Just like the law of gravity explains all the ways possible it might not work? Oh, but it doesn't do that, does it?
Your analogy is extremely unsound--so much so as to strike at the heart of your miscomprehension. The law of gravity is not being offered up as a comprensive attempt to falsify some other theory. It is a theory, derived from induction over a limited set of data, just as are all natural science theories. The reason your experiment's results are laughable, is that you have undertaken to demonstrate, however much you wiggle on the hook, that NO OTHER EXPLANATION CAN EXIST to explain your experiment's failure, for your experiment to mean what you want it to mean. The more partial view--that your test would be "just an indication" or just a slight weight on the falsification scale, makes it 1) permanently unaffordable, and 2) just plain wrong, since we have some positive evidence that said failure could be more sensibly chalked up to lack of labs with infinite time and resources, and we always first look at obvious explanations before wracking ourselves up over far-fetched explanations.

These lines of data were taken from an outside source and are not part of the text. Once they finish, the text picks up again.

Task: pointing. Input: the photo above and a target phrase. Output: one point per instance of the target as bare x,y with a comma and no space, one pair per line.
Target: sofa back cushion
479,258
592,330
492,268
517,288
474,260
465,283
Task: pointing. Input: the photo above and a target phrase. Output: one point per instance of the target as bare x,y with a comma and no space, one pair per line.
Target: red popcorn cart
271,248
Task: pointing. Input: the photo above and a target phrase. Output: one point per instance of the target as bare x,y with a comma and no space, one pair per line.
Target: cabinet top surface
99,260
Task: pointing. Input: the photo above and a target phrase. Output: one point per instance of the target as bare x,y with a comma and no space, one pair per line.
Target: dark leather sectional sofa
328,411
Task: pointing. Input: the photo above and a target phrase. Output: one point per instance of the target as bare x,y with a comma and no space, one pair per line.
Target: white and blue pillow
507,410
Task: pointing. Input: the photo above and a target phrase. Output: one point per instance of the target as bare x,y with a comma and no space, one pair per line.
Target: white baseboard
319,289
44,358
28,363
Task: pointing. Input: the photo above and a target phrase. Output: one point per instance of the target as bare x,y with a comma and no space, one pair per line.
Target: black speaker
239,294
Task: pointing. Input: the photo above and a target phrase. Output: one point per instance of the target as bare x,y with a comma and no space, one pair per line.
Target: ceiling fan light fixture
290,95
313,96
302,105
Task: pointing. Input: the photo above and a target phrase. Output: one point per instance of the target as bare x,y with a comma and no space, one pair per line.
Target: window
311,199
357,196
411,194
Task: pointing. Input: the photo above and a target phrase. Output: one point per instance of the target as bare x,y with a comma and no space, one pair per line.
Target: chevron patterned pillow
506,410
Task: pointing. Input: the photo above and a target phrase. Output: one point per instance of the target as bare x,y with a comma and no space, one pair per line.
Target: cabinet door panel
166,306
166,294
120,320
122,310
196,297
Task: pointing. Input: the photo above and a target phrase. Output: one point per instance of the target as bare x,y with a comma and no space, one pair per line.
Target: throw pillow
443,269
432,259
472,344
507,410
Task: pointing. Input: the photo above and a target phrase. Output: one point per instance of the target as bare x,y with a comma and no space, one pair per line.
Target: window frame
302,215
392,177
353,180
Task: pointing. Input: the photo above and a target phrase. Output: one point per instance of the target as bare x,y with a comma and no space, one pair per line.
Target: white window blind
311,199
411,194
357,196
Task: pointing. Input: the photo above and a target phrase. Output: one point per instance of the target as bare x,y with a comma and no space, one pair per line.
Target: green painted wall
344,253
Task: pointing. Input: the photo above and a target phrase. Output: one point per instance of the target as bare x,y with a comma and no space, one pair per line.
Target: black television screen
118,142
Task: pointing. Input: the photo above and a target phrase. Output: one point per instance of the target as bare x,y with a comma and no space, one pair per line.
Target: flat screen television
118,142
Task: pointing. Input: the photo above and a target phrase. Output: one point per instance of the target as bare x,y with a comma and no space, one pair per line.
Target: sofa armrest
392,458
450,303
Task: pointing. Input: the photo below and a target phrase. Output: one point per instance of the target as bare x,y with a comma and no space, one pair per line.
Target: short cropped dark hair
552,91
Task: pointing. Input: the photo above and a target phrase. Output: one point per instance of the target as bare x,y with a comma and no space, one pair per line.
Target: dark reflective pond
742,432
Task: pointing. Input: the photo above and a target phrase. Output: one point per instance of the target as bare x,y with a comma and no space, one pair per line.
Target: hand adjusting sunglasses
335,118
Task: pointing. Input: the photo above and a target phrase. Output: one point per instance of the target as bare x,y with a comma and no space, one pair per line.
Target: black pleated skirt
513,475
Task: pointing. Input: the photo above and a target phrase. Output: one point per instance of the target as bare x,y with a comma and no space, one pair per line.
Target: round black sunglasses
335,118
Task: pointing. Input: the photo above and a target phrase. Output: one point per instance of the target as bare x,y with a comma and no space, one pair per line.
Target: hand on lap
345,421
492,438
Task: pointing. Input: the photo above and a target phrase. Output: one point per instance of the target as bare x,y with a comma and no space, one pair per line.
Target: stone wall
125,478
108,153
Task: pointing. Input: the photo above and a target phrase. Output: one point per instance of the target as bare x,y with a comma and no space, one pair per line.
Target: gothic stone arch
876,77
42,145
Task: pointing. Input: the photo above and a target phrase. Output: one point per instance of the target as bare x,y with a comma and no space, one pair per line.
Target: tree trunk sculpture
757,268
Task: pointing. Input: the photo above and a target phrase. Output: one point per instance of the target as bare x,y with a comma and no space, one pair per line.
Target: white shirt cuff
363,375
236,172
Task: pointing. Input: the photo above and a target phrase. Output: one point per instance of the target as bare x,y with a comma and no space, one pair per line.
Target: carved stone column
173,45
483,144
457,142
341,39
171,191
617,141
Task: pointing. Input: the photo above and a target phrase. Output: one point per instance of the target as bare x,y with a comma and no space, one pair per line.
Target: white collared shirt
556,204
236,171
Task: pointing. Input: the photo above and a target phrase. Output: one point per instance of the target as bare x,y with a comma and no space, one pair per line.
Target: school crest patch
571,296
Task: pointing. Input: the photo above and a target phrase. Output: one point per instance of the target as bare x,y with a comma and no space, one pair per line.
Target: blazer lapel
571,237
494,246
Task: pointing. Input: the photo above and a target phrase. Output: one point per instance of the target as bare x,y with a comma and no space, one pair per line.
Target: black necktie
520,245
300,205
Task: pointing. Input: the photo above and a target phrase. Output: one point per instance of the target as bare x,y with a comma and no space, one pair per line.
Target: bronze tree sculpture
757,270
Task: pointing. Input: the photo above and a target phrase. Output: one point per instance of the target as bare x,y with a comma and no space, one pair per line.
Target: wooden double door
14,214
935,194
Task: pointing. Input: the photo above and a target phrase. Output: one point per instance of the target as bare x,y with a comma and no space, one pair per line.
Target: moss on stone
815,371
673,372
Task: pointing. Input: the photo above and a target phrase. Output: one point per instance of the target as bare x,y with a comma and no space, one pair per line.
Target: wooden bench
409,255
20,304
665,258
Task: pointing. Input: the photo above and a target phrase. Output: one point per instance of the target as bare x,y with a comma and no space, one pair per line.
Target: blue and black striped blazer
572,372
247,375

To the contrary, someone must falsify my assertion by showing at least one other possible way life can come into existence without intelligent guidance.
Done and done. See Woese.
"The contention that life takes too long to happen, for it to happen in a lab, is, of course, the most natural and obvious, and least hair-brained, of the many contentions that might be falsified by your test"
Then you should welcome my test as a way to show your assertion is falsifiable.

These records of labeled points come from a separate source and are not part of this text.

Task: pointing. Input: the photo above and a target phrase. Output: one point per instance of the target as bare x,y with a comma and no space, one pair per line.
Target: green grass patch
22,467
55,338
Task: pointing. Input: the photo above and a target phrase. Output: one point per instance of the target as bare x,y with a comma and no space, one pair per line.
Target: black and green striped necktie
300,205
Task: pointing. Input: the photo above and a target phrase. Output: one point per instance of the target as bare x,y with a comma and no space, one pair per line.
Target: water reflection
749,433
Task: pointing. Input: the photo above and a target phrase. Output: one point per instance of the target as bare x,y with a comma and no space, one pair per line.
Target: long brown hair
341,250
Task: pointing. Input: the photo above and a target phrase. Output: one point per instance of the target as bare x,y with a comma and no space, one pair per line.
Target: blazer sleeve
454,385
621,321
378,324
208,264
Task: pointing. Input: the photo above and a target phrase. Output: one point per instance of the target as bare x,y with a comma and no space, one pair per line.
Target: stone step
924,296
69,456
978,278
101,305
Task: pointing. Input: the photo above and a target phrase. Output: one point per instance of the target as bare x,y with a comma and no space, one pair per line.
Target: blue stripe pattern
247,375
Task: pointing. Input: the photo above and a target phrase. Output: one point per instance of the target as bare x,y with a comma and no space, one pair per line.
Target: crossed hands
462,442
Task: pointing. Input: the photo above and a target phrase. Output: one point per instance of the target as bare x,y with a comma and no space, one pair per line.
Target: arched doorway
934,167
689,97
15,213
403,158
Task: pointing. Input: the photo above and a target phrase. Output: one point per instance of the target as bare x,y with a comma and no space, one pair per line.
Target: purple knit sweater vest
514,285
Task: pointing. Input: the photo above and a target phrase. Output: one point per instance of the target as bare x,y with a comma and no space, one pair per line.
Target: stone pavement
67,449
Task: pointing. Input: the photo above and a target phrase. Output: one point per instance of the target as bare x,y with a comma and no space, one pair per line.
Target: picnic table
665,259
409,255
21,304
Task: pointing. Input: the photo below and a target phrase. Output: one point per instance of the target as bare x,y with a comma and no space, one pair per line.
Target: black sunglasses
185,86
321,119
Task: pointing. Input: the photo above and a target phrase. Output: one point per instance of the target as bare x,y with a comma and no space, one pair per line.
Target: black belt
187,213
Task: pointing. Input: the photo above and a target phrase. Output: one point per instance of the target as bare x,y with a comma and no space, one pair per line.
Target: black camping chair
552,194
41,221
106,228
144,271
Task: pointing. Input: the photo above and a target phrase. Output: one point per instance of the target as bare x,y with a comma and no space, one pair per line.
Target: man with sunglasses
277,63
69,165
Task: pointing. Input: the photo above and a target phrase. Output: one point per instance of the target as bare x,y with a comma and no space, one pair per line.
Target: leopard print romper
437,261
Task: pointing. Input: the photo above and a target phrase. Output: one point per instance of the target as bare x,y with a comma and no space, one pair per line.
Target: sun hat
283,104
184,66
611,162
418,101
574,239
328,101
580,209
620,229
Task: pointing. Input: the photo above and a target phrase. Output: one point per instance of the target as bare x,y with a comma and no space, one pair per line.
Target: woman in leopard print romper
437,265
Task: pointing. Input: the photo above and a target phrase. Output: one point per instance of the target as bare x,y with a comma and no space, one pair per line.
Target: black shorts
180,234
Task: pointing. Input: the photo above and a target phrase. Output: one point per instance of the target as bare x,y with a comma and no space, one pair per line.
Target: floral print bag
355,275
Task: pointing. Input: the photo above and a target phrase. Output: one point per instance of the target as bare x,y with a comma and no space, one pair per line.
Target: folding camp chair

It will show nothing, it will mean nothing. It is test of spontaneous abiogenesis, which is creationist comic book science, not real science.
But then again, maybe you would like your assertion to be falsifiable without actually being tested.
It is tested in the same manner as assertions about the behavior or morphology of dinosaurs are tested. By digging up new evidence that will either confirm or repudiate the thesis in question.
Because, realistically, it will be falsified at some point.
Of course it will not. Any more than the evidence for dinosaurs will be suddenly ripped asunder.